If Houston does not win the wild card, then Philadelphia probably will, and St. Louis will start against the Phillies. The Phillies are a better team than is San Diego. They have a better record right now (84 - 74, compared with 78 - 79). They've scored 770 runs, compared with SD's 667. The two teams have virtually the same ERAs--4.23 for the Phillies, 4.24 for the Padres.

Who would you rather face, if you were the Cardinals?? So why would you try--really try--to beat the Astros?

And this will happen again. And again. And again. That much is certain. And some day, a team will not try to win.

Wednesday, September 07, 2005

Race and the relief effort

I don't have anything to add to this, by Jacob Weisberg, posted on Slate:

"Had the residents of New Orleans been white Republicans in a state that mattered politically, instead of poor blacks in city that didn't, Bush's response surely would have been different.

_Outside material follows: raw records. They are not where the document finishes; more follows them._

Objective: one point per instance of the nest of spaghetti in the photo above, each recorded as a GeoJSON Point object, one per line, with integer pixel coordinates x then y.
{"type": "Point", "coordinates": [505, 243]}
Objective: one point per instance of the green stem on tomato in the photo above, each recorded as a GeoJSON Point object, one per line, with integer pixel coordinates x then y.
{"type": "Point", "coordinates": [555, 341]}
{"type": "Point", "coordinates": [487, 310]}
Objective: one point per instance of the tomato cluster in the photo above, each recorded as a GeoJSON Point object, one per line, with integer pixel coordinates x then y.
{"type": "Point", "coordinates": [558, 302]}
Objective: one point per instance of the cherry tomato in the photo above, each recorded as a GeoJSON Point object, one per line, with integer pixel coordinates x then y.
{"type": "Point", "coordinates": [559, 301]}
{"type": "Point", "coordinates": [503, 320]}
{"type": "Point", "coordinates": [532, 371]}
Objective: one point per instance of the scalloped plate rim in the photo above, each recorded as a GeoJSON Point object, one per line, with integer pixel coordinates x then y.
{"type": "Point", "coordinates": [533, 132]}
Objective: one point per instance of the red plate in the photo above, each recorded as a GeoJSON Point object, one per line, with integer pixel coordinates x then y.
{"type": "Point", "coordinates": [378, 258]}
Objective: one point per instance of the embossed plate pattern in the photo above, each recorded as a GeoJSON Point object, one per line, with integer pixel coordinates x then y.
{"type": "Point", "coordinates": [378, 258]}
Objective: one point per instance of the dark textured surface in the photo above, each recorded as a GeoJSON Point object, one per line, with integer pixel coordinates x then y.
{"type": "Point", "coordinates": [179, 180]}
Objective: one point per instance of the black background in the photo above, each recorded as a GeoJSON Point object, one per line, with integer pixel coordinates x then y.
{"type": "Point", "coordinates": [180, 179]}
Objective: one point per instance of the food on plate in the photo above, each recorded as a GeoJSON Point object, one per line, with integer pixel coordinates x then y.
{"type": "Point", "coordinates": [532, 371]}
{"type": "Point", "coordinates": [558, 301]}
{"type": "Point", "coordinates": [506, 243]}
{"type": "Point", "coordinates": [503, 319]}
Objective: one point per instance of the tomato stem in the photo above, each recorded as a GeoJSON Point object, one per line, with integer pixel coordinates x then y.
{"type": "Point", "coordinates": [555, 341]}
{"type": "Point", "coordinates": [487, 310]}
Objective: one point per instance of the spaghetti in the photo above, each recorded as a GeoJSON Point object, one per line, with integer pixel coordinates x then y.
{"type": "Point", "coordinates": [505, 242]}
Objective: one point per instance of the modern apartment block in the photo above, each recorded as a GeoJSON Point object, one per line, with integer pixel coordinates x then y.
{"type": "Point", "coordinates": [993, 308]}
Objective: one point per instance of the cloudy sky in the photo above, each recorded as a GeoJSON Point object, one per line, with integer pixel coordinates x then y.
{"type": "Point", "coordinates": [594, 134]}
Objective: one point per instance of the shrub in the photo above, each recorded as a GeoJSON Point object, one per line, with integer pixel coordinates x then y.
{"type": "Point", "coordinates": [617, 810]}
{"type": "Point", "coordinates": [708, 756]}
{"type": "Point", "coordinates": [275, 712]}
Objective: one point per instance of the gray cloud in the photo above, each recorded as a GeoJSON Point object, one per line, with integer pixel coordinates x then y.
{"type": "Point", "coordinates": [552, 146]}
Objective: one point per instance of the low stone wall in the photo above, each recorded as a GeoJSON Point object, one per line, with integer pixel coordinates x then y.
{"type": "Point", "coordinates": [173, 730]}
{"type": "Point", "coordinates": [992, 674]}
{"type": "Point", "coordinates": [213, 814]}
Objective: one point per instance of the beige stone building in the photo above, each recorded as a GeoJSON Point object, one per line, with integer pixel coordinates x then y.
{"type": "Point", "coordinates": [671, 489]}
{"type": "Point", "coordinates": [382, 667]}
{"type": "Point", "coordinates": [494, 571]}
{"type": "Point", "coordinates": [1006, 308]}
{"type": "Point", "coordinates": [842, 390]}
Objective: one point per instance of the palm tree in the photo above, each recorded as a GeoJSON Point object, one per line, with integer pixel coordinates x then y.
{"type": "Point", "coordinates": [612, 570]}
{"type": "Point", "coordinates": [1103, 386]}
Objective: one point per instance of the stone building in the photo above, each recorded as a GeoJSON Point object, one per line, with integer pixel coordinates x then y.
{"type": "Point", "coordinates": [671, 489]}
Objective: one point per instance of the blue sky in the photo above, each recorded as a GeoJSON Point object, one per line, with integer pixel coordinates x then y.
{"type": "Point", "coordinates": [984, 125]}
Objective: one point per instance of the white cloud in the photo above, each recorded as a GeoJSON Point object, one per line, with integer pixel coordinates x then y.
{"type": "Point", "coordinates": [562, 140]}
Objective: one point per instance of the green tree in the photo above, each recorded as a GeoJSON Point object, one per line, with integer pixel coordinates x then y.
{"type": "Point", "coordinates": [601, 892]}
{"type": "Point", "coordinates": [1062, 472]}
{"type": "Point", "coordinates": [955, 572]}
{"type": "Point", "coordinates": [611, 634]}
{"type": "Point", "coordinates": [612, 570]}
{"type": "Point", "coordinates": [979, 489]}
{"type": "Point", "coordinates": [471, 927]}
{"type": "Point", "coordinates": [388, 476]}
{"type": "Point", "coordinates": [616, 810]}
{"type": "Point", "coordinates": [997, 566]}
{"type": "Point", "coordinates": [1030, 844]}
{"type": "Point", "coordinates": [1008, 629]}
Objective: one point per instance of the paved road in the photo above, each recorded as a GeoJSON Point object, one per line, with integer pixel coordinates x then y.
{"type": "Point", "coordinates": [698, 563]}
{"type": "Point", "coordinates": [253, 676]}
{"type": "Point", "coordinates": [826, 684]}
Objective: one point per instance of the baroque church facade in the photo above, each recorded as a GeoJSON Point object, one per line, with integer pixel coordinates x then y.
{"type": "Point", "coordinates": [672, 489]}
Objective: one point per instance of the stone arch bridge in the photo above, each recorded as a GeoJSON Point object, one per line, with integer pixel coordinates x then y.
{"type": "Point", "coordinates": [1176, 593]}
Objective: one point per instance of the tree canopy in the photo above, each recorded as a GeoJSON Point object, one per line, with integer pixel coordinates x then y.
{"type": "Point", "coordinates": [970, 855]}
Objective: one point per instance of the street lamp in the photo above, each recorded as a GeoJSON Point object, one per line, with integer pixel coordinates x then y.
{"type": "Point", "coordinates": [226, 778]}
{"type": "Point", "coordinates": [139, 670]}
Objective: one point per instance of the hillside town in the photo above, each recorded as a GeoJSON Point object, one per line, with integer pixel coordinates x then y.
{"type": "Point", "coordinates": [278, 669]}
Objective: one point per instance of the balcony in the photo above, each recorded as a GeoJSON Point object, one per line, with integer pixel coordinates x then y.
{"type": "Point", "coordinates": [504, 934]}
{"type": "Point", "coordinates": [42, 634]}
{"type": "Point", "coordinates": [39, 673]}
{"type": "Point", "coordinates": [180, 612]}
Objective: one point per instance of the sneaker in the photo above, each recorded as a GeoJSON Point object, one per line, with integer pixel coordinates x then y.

Compare what happened when hurricanes Charley and Frances hit Florida in 2004. Though the damage from those storms was negligible in relation to Katrina's, the reaction from the White House was instinctive, rapid, and generous to the point of profligacy. Bush visited hurricane victims four times in six weeks and delivered relief checks personally. Michael Brown of FEMA, now widely regarded as an incompetent political hack, was so responsive that local officials praised the agency's performance.

"The kind of constituency politics that results in a big life-preserver for whites in Florida and a tiny one for blacks in Louisiana may not be racist by design or intent. But the inevitable result is clear racial discrimination."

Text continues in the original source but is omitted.